I joined the Agricultural Department in Basutoland in May 1954 and, after a brief spell in Maseru, was posted to Mafeteng in July. I was still trying to get used to a new job, when in September the Agricultural & Livestock Officer in Mohales Hoek   [L Bischoff who helped me a great deal to find my feet] suggested I trek to Qhobeng to join him and Desmond Taylor, the District Commissioner, in Mohales Hoek .

The object was to go into the matter of disputed grazing areas along a common boundary between the people of Mohales Hoek and Mafeteng. I think some people from Maseru District were also involved. This dispute had been going on for a long time. Several years previously at Qhobeng there had been a large pitso and gathering of all concerned including representatives from the Paramount Chief to resolve the difficulty. All had been agreed satisfactorily and it was clearly established which grazing area was under the control of which chief and from which District. The area in dispute was between two streams. I think they were called the Msibisibi and Mejametelane .It was established that one of these streams {let us say it was the Mejametelane} was clearly the dividing line demarcating the boundary line. The people who had encroached into this area were ordered to remove their cattle posts. In celebration, a race meeting was quickly arranged and a good time was had by all!

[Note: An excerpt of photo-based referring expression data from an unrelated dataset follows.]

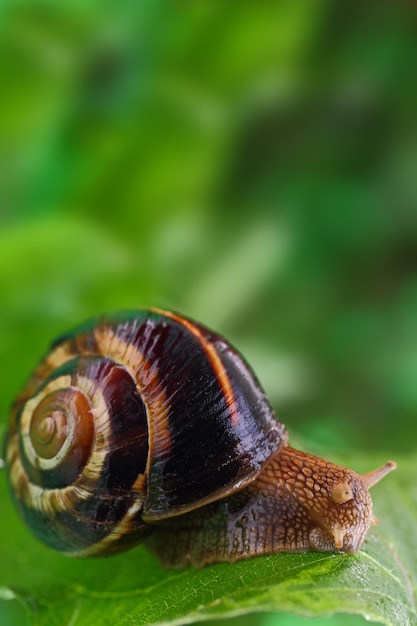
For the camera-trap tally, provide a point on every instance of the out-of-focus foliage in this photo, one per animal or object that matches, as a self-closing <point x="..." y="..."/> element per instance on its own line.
<point x="251" y="164"/>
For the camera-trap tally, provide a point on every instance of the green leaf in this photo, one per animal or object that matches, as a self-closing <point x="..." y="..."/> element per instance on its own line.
<point x="132" y="588"/>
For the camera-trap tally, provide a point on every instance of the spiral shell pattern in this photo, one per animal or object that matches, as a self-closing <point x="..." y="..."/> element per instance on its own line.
<point x="131" y="419"/>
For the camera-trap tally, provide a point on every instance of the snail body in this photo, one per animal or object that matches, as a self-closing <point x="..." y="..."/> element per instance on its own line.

Well, after a few years, the dispute boiled up again and so it was that we had to return to Qhobeng with all concerned, including the Paramount Chief’s Representative, to consider the dispute again. It was accepted that on the previous occasion it had been clearly agreed that {shall we say} the Mejamatelane  stream was the dividing line for grazing and that certain people within that area had to remove their cattle posts beyond the stipulated stream.. Why had they now returned to graze their stock illegally? It turned out that the dispute now was which stream was which. The alleged offenders said that ‘this’ was the Msibisibi and ‘that’ was the Mejametelane.and that consequently they had every right to be were they were. However, the alleged complainants said ‘this’ was the Mejamatelane’ and ‘that’ the Msibisibi.  I do not recall how the problem was resolved, or whether or not it was in fact resolved.

As a ‘new boy’, I really did not understand the situation: except that this was to be my first trek into the mountain, cattle post country in Basutoland. At that time, there were no roads into the mountain areas, only bridle paths, which zigzagged up the steep slopes. This was also my horse’s first trek. She could not understand why, while she was going in one direction on the zig other animals above her were moving the opposite direction on the zag, and she kept wanting to turn back!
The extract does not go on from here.